My Truth, Your Truth, and the Actual Truth

“My truth, your truth, and the actual truth” is much discussed and argued. Does it make any sense?

“I’m a male trapped in a women’s body!” said Olivia.  “I’m changing my sex and then I’ll be Oscar.” Wilbur thought for a moment and said, “Yeah, I know exactly what you’re going through. I too was once a male trapped in a women’s body. But then I was born.”

“I have my truth, you have your truth.” Said Jane. “If that’s true…then there is no truth. If there is no truth, then what you just said isn’t true,” replied George. “Stop being obtuse!” replied Jane.

“When did the truth become controversial?” Asked Johnny, age 12. “When a lot of people became intellectuals and decided they didn’t want to face the actual truth anymore,” said Johnny’s mom. “Dad says they’re putting ideology over truth. What does that mean, Mom?” Mom thought for a minute and said, “That means Dad is a smart man, and I’m smart for marrying him.”

The abandonment of truth has terrible consequences. Truth is the enemy of chaos. Telling the truth, the actual truth, points us toward an orderly existence and away from a chaotic one. Truth is a valuable natural resource. It’s the light at the end of the tunnel. It gives light to the darkness. It guides us to understanding over ignorance.

In an interview of a high-brow pretense of a book full of nonsense, David Goldman delivers as eloquent a description as you’ll likely find of the culture rot we face today in the world of academia:

Most educated people hold radically incompatible views about humankind and nature. They believe that the brain is a mechanism governed by the laws of physics, and that not long from now brain scientists will give a complete account of human consciousness. They also believe that machines will be able to think and that everyone will have meaningful conversations with robots, not just the nerds who ask rude questions of Siri. They believe, in short, that we are the objects of deterministic physical systems akin to machines themselves, but that we can design our identities to suit our whim, down to and including our gender.

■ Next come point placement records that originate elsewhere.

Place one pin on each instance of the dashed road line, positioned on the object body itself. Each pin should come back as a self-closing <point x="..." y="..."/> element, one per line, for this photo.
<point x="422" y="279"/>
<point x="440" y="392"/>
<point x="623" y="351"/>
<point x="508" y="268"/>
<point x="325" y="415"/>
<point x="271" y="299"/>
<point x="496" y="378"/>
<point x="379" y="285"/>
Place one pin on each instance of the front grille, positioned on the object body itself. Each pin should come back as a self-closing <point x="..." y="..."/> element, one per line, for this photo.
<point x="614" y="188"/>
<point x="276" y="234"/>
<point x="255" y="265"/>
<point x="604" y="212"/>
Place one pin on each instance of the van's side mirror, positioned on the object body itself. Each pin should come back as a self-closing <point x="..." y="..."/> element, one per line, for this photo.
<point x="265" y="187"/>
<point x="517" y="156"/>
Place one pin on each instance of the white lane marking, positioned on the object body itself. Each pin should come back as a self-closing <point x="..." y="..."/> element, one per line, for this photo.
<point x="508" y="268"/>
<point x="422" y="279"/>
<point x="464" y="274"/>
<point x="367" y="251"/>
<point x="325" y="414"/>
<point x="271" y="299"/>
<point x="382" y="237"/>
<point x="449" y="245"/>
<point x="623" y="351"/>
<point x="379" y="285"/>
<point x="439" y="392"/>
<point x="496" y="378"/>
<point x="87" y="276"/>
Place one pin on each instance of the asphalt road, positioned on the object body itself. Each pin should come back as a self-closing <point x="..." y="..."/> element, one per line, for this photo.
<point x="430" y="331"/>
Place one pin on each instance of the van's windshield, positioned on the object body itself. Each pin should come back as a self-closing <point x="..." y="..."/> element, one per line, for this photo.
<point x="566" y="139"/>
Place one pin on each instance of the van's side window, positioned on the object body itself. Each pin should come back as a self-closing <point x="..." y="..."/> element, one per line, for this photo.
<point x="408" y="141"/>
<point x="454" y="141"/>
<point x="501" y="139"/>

The majority of educated people embrace mutually exclusive schools of thought: a vulgar sort of 19th-century determinism on one hand, and the existentialism of Camus and Sartre on the other. It does not occur to them that their views about the mind and the human person are illogical because they do not care about logical consistency, either. Not only do they believe that everyone has their own truth, they believe everyone has a collection of different truths to be applied when convenient.

This state of affairs poses a special sort of problem for the philosopher who wants to present Jewish concepts to a broad audience—which is to say, a mainly secular one. One cannot argue from authority, for the secular audience admits of none, and one cannot argue for logical consistency, because most people do not know what it is, and would abhor it if they did.

Jordan Peterson, who seems to have something to say about everything, says,

“If your life is not what it could be, try telling the truth. If you cling desperately to an ideology, or wallow in nihilism, try telling the truth. If you feel weak and rejected, try telling the truth. In Paradise, everyone speaks the truth. Thats what makes it paradise. Tell the truth. Or, at least, don’t lie.”

Or, at least, don’t lie. That’s helpful because it means even when you don’t know the truth you’ll love the truth and seek it passionately. That’s how you find it.